19. S’agissant plus spécifiquement des drones équipés d’une caméra, le juge des référés du Conseil d'État a considéré que le dispositif de surveillance litigieux […] qui consiste à collecter des données, grâce à la captation d’images par drone, à les transmettre, dans certains cas, au centre de commandement de la préfecture de police pour un visionnage en temps réel et à les utiliser pour la réalisation de missions de police administrative constitue un traitement (Conseil d'État, ordonnance du 18 mai 2020, nos 440442 et 440445). Constatant qu’aucun dispositif n’était mis en place pour empêcher, dans tous les cas, que les informations collectées puissent conduire à rendre les personnes identifiables, cette juridiction conclut que les données susceptibles d’être collectées par le traitement litigieux doivent être regardées comme revêtant un caractère personnel .

20. Enfin, dans un avis du 20 septembre 2020 relatif à l’usage de dispositifs aéroportés de captation d’images par les autorités publiques, le Conseil d'État a précisé que eu égard notamment aux technologies actuellement disponibles et à leur évolution et aux moyens matériels dont disposent les autorités publiques, le Conseil d’État estime que les images de personnes captées au moyen de caméras aéroportées par ces autorités dans le cadre de missions de sécurité publique ou de sécurité civile doivent, en principe, être regardées comme des données personnelles et que, par suite, la collecte et l’utilisation de ces images sont soumises au respect des textes rappelés ci-dessus. Il pourrait toutefois en aller autrement en cas d’emploi dans des conditions particulières excluant l’existence de possibilités raisonnables d’identifier des personnes, ou dans l’hypothèse où seraient mis en œuvre des dispositifs techniques empêchant l’identification (Conseil d'État, section de l’intérieur, séance du mardi 20 septembre 2020, no 401 214).

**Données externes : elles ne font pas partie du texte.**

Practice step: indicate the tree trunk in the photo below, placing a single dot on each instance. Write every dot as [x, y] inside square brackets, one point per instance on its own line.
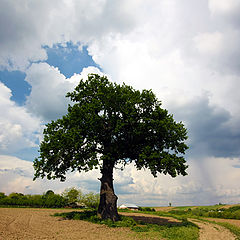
[107, 208]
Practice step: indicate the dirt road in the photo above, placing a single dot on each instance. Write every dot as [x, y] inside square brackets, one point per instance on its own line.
[210, 231]
[34, 224]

21. La formation restreinte rappelle qu’en l’espèce, la préfecture de police de Paris, le groupement de gendarmerie départementale de Haute-Garonne et le commissariat de Cergy-Pontoise ont reconnu avoir utilisé des drones équipés d’une caméra dans le cadre de vérifications du respect des mesures de confinement et, pour la préfecture de police de Paris, pour d’autres finalités, notamment judiciaires et de maintien de l’ordre. Ces drones ont volé à une altitude comprise, selon les acteurs, entre 30 et 120 mètres et étaient équipés d’un objectif de 12 millions de pixels pouvant agrandir l’image entre six et vingt fois.

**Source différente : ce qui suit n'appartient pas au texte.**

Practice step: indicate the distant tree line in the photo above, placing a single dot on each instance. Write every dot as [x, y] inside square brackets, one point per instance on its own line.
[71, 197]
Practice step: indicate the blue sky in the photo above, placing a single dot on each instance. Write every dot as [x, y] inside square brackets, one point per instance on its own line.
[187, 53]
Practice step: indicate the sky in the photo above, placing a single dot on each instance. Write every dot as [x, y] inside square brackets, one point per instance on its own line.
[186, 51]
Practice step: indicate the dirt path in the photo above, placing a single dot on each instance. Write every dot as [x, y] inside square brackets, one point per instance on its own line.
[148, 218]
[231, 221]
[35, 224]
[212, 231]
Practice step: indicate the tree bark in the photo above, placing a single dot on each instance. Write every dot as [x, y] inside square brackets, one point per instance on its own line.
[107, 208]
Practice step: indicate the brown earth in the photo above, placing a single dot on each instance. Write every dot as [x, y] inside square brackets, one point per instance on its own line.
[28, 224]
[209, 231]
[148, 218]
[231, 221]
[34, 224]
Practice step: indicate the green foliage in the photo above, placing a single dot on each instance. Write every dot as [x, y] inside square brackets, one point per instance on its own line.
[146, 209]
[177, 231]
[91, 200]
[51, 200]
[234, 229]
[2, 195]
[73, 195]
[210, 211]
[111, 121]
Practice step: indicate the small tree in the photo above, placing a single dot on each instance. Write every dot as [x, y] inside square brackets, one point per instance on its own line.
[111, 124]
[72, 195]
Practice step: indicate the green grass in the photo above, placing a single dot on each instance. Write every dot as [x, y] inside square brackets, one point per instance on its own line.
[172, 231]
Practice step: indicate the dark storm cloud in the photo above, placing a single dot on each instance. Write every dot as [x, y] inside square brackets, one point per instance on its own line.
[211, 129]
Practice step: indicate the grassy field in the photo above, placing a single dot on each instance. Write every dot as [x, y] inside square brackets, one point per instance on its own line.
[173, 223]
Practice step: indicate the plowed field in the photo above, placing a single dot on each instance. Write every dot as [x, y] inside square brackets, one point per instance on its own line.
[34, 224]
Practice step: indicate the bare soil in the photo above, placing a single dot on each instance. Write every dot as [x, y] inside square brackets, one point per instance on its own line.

22. La délégation de contrôle, ayant fait réaliser un vol d’essai de drone le 9 juillet 2020, a constaté que les caractéristiques techniques évoquées ci-dessus permettent l’identification des personnes.

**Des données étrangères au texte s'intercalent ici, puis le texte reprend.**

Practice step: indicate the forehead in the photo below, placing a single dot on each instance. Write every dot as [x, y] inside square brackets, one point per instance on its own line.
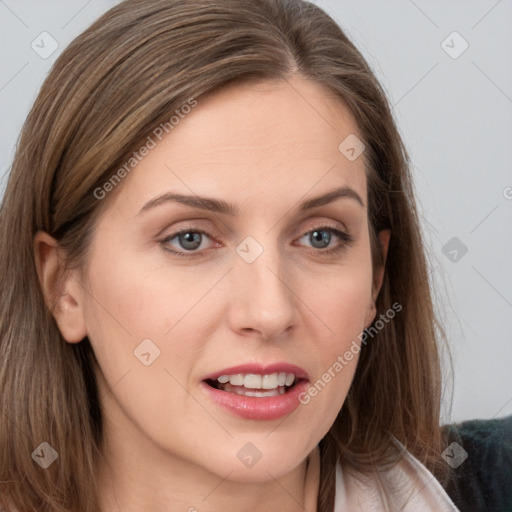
[265, 141]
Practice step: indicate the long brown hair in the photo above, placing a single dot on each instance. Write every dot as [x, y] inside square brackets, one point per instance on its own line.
[126, 74]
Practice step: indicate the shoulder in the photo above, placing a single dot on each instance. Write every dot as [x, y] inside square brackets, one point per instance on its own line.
[481, 478]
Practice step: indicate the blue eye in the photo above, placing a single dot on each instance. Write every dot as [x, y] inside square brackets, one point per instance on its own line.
[189, 240]
[322, 236]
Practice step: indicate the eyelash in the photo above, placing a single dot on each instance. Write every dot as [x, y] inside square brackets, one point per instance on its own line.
[346, 241]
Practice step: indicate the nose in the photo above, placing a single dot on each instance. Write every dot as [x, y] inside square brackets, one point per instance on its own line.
[262, 299]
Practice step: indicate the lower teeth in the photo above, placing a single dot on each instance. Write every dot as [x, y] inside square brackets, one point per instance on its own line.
[241, 390]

23. En second lieu, s’agissant d’un éventuel dispositif de floutage qui pourrait permettre de rendre les personnes concernées non identifiables, la formation restreinte note, tout d’abord, que la préfecture de police de Paris, le groupement de gendarmerie départementale de Haute-Garonne et le commissariat de Cergy-Pontoise ont indiqué, dans leur réponse aux questionnaires envoyés, qu’aucun dispositif de floutage n’avait été mis en place.

24. Elle observe ensuite que la préfecture de police de Paris a ultérieurement indiqué, lors du contrôle réalisé le 9 juillet 2020, qu’un dispositif de floutage était en cours de développement. Le ministère de l'intérieur a précisé, durant la séance du 10 décembre 2020, que son déploiement était effectif depuis la fin du mois d’août 2020.

25. En conséquence, la formation restreinte relève, d’une part, qu’un tel dispositif n’était pas mis en œuvre lors des vols évoqués dans les questionnaires envoyés aux services opérationnels, et que des drones équipés d’une caméra ont donc procédé à de nombreux vols sans floutage des images collectées avant le déploiement du mécanisme. Elle considère, d’autre part, que le dispositif décrit durant la présente procédure ne saurait, pour autant, soustraire les images collectées à la règlementation applicable en matière de la protection des données à caractère personnel.

26. En effet, premièrement, le système de floutage évoqué ne s’applique pas aux images captées par la caméra présente sur le drone et transmises au pilote du drone. Si la visualisation d’images non floutées par le pilote du drone s’explique aisément par des impératifs de sécurité (contrôle de l’appareil pendant le temps de vol), ce que la formation restreinte ne remet pas en question, il reste que la captation d’images non floutées par la caméra et leur transmission au pilote constituent des opérations de traitement de données à caractère personnel.

27. Deuxièmement, il résulte des réponses apportées par la préfecture de police qu’elle a procédé à l’enregistrement d’images non floutées lors de l’utilisation de drones pour les besoins de missions de police judiciaire, ce qui constitue également un traitement de données à caractère personnel.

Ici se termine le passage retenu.